Quatrième de couverture : Du précédent roman de Rennie Airth, Un fleuve de ténèbres, qui a reçu le Grand prix de littérature policière, on écrit que s’était « Le Silence des agneaux dans le monde d’Agatha Christie ». On peut en dire autant de ce nouveau roman, plus terrifiant encore.
Nous ne sommes plus au lendemain de la guerre, mais en 1932, quand les menaces s’accumulent au-dessus de l’Europe.
John Madden , le héros d’Un fleuve de ténèbres, a épousé Helen, le médecin qui l’avait aidé dans sa précédente enquête. Il a quitté la police pour devenir exploitant agricole. Mais une nouvelle énigme criminelle l’oblige à reprendre du service, lorsqu’on découvre, au fond d’un bois, le corps d’une fillette disparue, atrocement mutilé.
Le jeune sergent Billy Styles, qui l’avait jadis assisté, retrouvera Madden au cours de cette enquête, qui va entraîner tout Scotland Yard dans une aventure riche en drames et en rebondissements.
En 1 mot : Angleterre
Mon avis : Deuxième opus de cet auteur mettant en piste son héros John Madden, qui contrairement à ce qui est écrit dans le quatrième de couverture n’est pas OBLIGÉ de participer à l’enquête mais vu les circonstances du meurtre de la petite fille retrouvée ne peut s’empêcher d’y mettre son nez.
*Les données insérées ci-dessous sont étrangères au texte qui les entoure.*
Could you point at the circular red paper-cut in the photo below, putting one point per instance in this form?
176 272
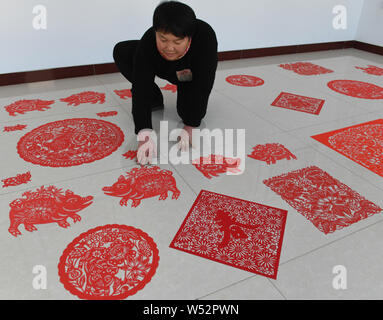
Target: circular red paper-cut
244 80
108 263
70 142
356 89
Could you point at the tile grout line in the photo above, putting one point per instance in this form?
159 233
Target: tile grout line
331 242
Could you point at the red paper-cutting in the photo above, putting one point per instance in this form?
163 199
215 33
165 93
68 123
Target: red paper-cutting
271 152
356 89
108 262
23 106
170 87
14 128
374 70
362 143
305 68
84 97
70 142
107 113
46 205
19 179
326 202
213 165
235 232
298 103
124 94
141 183
131 154
243 80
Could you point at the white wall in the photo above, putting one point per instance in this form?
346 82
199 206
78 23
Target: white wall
82 32
370 28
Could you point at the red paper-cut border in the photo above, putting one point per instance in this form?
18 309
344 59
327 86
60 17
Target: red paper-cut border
280 242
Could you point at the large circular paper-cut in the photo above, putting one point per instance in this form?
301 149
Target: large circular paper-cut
108 263
70 142
244 80
356 89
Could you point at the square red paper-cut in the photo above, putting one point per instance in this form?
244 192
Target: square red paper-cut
326 202
362 143
298 103
235 232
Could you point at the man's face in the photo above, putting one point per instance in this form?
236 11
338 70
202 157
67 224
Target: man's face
170 46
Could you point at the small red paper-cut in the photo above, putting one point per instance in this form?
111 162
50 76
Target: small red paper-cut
235 232
271 152
46 205
356 89
213 165
70 142
362 143
19 179
305 68
84 97
107 113
124 94
170 87
14 128
108 262
23 106
326 202
298 103
244 80
141 183
131 154
374 70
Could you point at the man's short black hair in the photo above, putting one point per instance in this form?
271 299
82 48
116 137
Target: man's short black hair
174 17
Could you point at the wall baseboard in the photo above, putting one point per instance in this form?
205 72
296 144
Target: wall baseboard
97 69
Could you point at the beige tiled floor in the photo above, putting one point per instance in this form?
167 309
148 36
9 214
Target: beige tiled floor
308 256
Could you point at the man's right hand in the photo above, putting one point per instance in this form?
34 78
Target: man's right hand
147 148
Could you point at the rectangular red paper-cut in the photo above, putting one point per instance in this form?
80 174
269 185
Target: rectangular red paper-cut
235 232
361 143
298 103
325 201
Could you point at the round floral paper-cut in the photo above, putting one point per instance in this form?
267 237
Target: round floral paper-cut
70 142
356 89
108 263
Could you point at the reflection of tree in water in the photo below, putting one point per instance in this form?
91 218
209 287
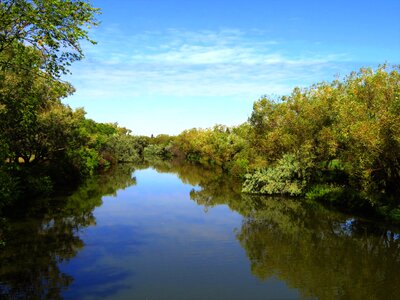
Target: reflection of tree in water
322 253
45 233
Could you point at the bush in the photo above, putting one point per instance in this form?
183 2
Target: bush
286 177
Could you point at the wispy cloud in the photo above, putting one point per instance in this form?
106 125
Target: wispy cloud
203 63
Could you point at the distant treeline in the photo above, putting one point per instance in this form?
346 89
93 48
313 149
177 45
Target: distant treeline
336 142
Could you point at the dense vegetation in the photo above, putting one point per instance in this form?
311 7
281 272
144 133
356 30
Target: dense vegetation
43 142
337 142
Et ce nez, il l’a fin, et permet d’aider grandement ses collègues.
C’est bien mené, et bien écrit. On suit une enquête dont le canevas proposé est quasiment pareil à celui de la première enquête. Ce n’est pas lassant, car les faits sont assez différents. Les intervenants sont tous crédibles. On retrouve la campagne à proximité de Londres et sa météo, ce qui donne une atmosphère morose en adéquation avec les différentes scènes de crimes et d’investigations.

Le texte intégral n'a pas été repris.